DeLillo annonçait en effet la puissance mortifère de la société de consommation, du marché libéral et des technologies de contrôle Tout cela crée le « bruit de fond » d’une fiction qui devient un manifeste électrique. Il pousse plus loin les visions d’un Pynchon ou d’un Philip K Dick.
Jaillit une conspiration implicite contre la vie. Une conspiration générale fabriquée pour et par des causes politiques, amoureuses, narratrices, terroristes et même des jeux d’enfants. Le nouveau contrat social s’inscrit sous une alliance entre conspirateurs et victimes. Le roman de DeLillo est donc celui d’une décérébration, d’une infantilisation gigantesque de la société - elle peut conduire à des extrémités : un Trump peut devenir un des maîtres du monde.

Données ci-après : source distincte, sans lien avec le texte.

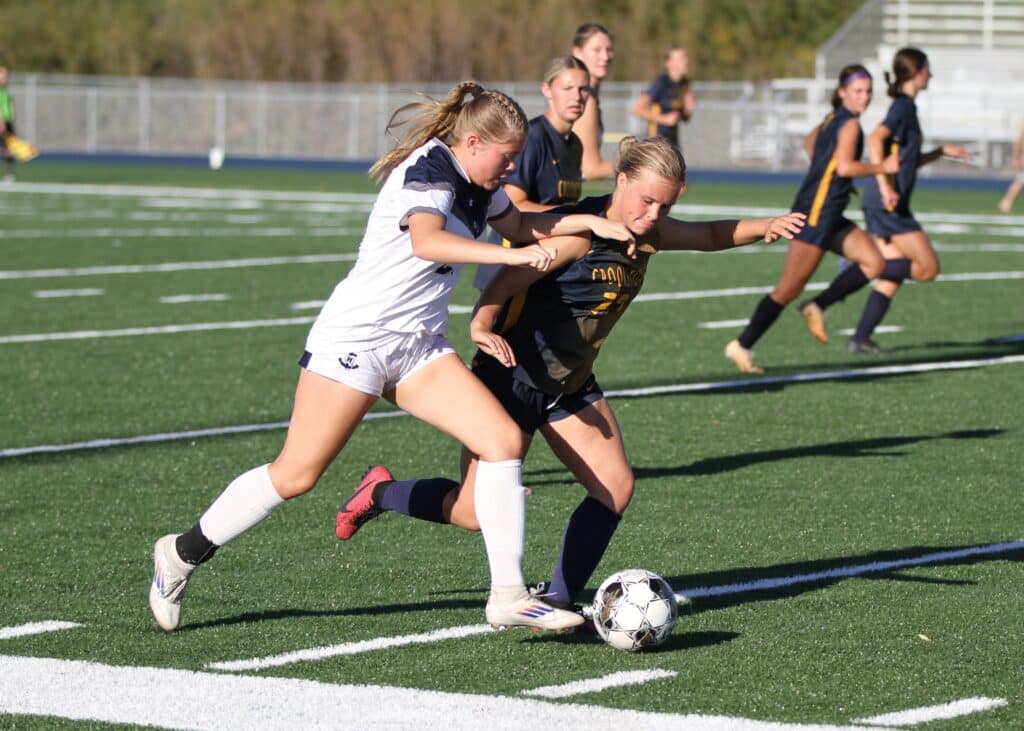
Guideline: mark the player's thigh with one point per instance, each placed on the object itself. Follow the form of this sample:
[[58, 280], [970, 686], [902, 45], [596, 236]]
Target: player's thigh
[[445, 394], [859, 247], [916, 247], [802, 260], [590, 443], [324, 417]]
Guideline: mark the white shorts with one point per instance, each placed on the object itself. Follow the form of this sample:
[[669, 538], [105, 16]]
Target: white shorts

Ce roman est celui d’une anticipation dans laquelle l’espace privé voire l’espace cérébral de chaque individu est pris au piège d’une chimie qui le dépasse. L’auteur rappelle au passage qu’Harold Bloom avait nommé non sans raison cette fiction “l’autre comique apocalypse américaine”. Exit la pastorale de la même adjectivation cher à Roth. Les diverses ondes qui transportent les informations deviennent la toile d’araignée invisible et géante annonciatrice de la prophétie du chaos postmoderne.
Le flux des messages rend le réel caduque là où les agencements technologique font de chaque être un mort vivant.
jean-paul gavard-perret
Juan Francisco Ferré, Le livre américains des morts (vivants), Editions Le Feu sacré, coll. Les feux Follets, Lyon, 2017, 732 p. — 7,50 €.